Marin Sorescu’s book was translated by Adam J Sorkin and Lidia Vianu, representing the artist’s farewell to life: a book of wryly quizzical poems composed from his sickbed over five weeks as he waited for death to take him, his testament not just to human mortality and pain but to resistance and creative transformation.
According to the book’s description, Marin Sorescu was a cheerfully melancholic comic genius, and one of the most original voices in Romanian literature. His mischievous poetry and satirical plays earned him great popularity during the Communist era. While his witty, ironic parables were not directly critical of the régime, Romanians used to a culture of double-speak could read other meanings in his playful mockery of the human condition. But later – like a hapless character from one of his absurdist dramas – the peasant-born people’s poet was made Minister of Culture.

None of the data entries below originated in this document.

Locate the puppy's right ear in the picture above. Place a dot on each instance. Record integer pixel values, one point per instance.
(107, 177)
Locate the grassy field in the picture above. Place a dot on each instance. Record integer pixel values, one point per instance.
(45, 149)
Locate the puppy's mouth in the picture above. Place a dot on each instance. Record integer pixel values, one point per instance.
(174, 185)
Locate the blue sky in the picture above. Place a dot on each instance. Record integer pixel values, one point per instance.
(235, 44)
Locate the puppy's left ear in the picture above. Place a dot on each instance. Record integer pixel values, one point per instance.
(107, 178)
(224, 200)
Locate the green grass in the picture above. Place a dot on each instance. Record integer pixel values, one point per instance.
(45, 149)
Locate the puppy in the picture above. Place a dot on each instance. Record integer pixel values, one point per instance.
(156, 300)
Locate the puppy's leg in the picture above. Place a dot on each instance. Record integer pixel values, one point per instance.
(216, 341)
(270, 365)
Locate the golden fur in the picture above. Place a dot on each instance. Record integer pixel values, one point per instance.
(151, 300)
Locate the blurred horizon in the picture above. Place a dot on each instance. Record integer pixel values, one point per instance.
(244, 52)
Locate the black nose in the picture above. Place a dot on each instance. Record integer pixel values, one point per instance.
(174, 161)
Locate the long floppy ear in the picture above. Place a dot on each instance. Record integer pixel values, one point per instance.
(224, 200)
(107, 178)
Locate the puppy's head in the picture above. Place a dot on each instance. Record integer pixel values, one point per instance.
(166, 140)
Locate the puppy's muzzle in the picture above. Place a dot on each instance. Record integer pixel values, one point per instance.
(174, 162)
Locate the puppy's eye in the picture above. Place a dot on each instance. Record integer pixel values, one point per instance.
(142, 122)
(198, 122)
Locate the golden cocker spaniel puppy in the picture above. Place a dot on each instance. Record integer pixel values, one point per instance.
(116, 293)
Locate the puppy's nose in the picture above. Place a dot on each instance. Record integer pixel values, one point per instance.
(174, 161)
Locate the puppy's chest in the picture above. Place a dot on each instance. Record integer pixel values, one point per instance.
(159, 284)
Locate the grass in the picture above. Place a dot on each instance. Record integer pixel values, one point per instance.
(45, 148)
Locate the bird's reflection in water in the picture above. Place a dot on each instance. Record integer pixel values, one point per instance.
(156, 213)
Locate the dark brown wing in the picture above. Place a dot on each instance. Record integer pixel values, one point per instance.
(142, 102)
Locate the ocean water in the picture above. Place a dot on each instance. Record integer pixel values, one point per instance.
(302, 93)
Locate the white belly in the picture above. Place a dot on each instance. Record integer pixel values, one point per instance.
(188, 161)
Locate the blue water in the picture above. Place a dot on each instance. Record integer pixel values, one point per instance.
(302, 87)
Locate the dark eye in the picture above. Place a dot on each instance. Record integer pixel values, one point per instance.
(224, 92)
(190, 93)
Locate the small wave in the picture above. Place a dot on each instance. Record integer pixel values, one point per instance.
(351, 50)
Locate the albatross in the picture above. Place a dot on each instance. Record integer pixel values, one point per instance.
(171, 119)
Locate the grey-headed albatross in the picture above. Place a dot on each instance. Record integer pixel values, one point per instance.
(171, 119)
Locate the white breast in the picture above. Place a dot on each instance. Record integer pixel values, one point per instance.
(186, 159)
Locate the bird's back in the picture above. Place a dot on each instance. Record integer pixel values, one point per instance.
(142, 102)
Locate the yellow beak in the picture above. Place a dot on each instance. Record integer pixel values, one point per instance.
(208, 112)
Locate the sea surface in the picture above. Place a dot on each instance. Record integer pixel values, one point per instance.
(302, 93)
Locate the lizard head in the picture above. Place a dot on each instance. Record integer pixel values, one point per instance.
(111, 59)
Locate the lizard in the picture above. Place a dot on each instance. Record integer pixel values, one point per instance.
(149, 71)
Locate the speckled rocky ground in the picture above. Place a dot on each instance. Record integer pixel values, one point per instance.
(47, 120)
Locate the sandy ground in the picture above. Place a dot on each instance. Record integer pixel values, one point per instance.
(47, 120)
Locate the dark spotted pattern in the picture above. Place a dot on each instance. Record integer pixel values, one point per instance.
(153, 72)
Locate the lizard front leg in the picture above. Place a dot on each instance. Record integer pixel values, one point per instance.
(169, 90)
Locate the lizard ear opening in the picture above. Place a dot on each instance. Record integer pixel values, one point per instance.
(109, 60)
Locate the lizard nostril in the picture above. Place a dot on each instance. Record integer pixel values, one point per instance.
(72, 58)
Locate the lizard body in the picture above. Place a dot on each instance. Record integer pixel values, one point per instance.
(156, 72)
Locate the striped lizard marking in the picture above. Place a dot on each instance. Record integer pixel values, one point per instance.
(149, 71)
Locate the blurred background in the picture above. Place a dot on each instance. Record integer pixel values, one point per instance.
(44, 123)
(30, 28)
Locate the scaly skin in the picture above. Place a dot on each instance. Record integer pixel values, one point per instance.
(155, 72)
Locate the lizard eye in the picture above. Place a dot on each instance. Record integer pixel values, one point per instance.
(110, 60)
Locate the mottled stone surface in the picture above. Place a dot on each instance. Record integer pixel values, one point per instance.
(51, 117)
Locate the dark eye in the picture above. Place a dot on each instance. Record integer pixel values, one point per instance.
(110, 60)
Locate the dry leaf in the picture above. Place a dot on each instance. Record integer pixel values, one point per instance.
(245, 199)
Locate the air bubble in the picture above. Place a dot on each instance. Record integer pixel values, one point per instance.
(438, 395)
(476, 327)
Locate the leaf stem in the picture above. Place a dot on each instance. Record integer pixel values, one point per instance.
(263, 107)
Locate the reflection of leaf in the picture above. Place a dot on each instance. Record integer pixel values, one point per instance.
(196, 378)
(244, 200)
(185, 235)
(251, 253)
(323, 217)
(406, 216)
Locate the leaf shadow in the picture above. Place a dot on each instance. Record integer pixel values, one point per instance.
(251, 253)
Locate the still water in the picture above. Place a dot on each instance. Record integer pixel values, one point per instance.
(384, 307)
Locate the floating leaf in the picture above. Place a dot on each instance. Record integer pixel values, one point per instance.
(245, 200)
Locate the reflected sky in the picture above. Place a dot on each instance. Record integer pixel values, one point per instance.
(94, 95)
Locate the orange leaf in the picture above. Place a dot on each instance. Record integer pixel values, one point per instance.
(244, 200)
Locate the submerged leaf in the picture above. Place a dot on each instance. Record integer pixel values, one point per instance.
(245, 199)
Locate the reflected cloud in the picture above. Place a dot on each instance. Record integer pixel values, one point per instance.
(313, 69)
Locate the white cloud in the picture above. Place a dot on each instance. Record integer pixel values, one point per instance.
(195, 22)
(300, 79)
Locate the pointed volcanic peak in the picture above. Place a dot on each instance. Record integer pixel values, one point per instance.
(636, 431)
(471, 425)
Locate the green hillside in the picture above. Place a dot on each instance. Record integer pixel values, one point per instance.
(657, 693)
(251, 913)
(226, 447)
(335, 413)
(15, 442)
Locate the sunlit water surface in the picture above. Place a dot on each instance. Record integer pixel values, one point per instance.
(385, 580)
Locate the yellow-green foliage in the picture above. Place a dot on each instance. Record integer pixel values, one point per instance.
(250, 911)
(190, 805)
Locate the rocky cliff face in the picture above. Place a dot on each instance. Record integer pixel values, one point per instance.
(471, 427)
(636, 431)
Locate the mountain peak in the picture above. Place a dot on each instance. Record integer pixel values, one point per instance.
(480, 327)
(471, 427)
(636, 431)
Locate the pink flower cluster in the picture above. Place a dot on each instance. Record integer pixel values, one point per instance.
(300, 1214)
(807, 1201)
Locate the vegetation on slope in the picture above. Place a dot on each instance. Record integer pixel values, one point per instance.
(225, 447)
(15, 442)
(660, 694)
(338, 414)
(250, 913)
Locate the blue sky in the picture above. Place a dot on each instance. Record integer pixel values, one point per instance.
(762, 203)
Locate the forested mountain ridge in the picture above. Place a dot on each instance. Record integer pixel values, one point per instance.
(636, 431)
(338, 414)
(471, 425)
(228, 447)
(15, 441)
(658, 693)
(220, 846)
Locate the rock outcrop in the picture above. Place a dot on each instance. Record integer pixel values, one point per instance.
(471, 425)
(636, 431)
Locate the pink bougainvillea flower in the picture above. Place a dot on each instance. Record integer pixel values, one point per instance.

“The opera, directed by Roger Brunyate, is typical of Mr. Hersch’s aesthetic. Volatile, harmonically piquant and densely scored outbursts are interspersed with passages of solitary, haunting beauty, often permeated with a Renaissance-flavored melancholy. In a recording of excerpts from the score, the pure, vibratoless sound of the soprano Ah Young Hong (who will sing it at the Brooklyn Academy) hovers over a gentle piano accompaniment before turbulence ensues”, added the journalist.
The entire review can be seen here.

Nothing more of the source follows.